Bugün Kara Davut'u kimse hatırlamıyor bile... Edebi vasatlığı, tahkiye olarak dağınıklığı bunda etken olabilir... Ama o günlerde özellikle gençlerin ilgisiyle yayınlandığı gazeteyi çok sattırdığı, serinin çok konuşulup takip edildiği biliniyor. Hatta çok anlatılan bir hikayesidir, Kara Davut, henüz "Fatih" olmamış şehzade Mehmet'e bir tokat atar da, neler neler olur, gazete önünde toplananlar, tehditler, bağırışlar çağırışlar yaşanır...
Benim ilgimi çeken dönemi için iddialı bir tanıtım yapılması oldu... Karşılığını bulmuş, Kara Davut çok satmış, gazetesini sattırmış çünkü... Bu reklamlar olmasaydı da bunu başarabilir miydi acaba...

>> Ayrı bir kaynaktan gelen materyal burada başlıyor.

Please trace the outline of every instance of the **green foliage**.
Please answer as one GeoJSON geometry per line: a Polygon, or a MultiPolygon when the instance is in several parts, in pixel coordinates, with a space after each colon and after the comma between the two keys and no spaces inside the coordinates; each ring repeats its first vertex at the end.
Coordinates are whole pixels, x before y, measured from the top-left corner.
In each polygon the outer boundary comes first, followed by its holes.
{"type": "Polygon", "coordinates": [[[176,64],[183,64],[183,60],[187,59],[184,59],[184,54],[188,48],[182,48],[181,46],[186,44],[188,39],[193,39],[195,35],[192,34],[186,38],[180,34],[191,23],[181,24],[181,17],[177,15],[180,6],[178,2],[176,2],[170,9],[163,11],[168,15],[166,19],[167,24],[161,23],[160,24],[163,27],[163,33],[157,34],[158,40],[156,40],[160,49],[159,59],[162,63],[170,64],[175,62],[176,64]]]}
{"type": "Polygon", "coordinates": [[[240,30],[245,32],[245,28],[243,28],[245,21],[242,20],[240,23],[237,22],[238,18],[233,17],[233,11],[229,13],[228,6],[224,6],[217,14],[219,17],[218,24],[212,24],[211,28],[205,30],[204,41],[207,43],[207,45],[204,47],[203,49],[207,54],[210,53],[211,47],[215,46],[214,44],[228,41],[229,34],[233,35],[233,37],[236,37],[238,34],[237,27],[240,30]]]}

Bir tefrikanın popüler olabilmesi için bir networke dahil olması gerekiyor. Çok satan bir yayın bunun ön şartı, bir tanıtım sermayesi de bu paketin içinde yer alıyor. Tefrikanın konuşulması hayati bir koşul, bunu reklamla, çoğunluk değerleriyle uyumlu içeriğiyle sağlaması, merakın kışkırtılması, okurun manipüle edilmesi lazım... Kara Davut, dönemi için hızlı ve iddialı bir hamasi hikayeydi, milliyetçi bir iştahı doyuruyordu. Popüler bir gazetede neşrediliyordu, e gördük, reklamıyla tanıtımıyla da uğraşılmış.